Provare un sentimento di ammirazione verso qualcuno ci consente beneficamente di connetterci con i nostri ideali, con il nostro bisogno di nutrire una proiezione identitaria di valore, attraverso cui sentirci congiunti con un sogno, con una vita più piena, realizzata. Ammirando qualcuno stiamo anche affermando a noi stessi di possedere un legame con il contenuto della nostra ammirazione, di esserne in parte toccati. L’inconscio non segue legami di causalità empirici e oggettivi. Come per un pensiero magico indossare il dente di un felino è impossessarsi in parte della sua forza, ammirare un grande giocatore di calcio o un gesto straordinario di generosità, ci fa sentire sfiorati e lambiti da quella unicità. L’ammirazione ci permette di rispecchiarci nei nostri sogni e sentircene nobilitati.
Diversa l’invidia, perché solitamente riguarda chi sentiamo simile. L’invidia non si rivolge a chi è palesemente meglio di noi. E’ l’esito di un confronto con chi ci è prossimo, con chi consideriamo paragonabile a noi. Non si invidia il personaggio pubblico molto amato, ma l’amico che ha più popolarità e legami sociali di noi. Neppure si invidia il leader di una famosa azienda multinazionale, ma il collega che ottiene una promozione. L’invidia è un confronto perdente, che ci restituisce le nostre carenze, che ci fa da specchio mettendoci in relazione con i nostri limiti. La carenza che vediamo attraverso l’ammirazione è una distanza che ci eleva, invece la carenza che muove l’invidia è una distanza che ci fa male.

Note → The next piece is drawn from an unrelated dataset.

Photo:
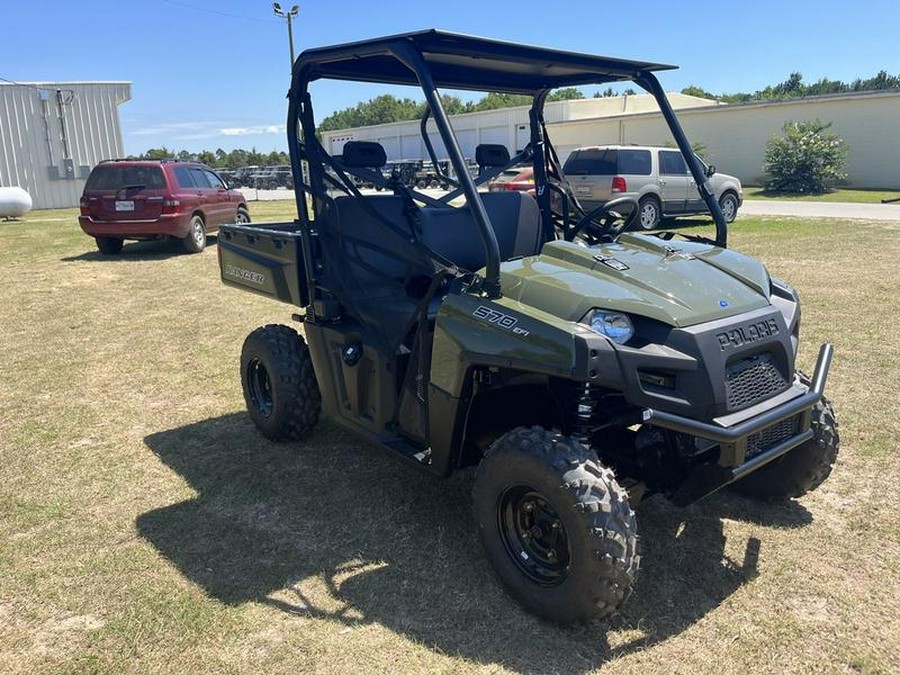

E’ stato osservato che il sentimento di invidia attiva la corteccia cingolata anteriore dorsale del cervello, la struttura neuronale che elabora il dolore fisico o sociale. La stessa rete che si attiva quando si patisce un sentimento di esclusione sociale. Si può dunque assumere che il dolore prodotto dall’invidia sia collegato alle funzioni cerebrali dedicate a proteggere il nostro legame sociale con gli altri e con la comunità. L’invidia, attivando un sentimento della nostra inferiorità, collegato alle nostre carenze o ai nostri insuccessi, ci sta allarmando di un pericolo di esclusione, di abbandono, di solitudine. L’invidia ci connette a ciò che noi consideriamo fondamentale e vitale per sentirci accolti, accettati e apprezzati socialmente.
L’invidia, come un fastidioso campanello di allarme, ci avverte di un rischio, nel nostro confronto sociale e nella nostra necessità di appartenenza sociale. Un allarme che attiva un’azione, una reazione protettiva: la distruzione della persona invidiata, attraverso un’ostilità svalutativa, per “abbassarla” e ottenere un sollievo sulle nostre qualità e per la nostra autostima.
In sintesi: l’ammirazione ci connette con i nostri sogni, l’invidia con i nostri incubi.
PS: aiuta molto nel conoscerci soffermarsi su quando ammiriamo e quando invece invidiamo.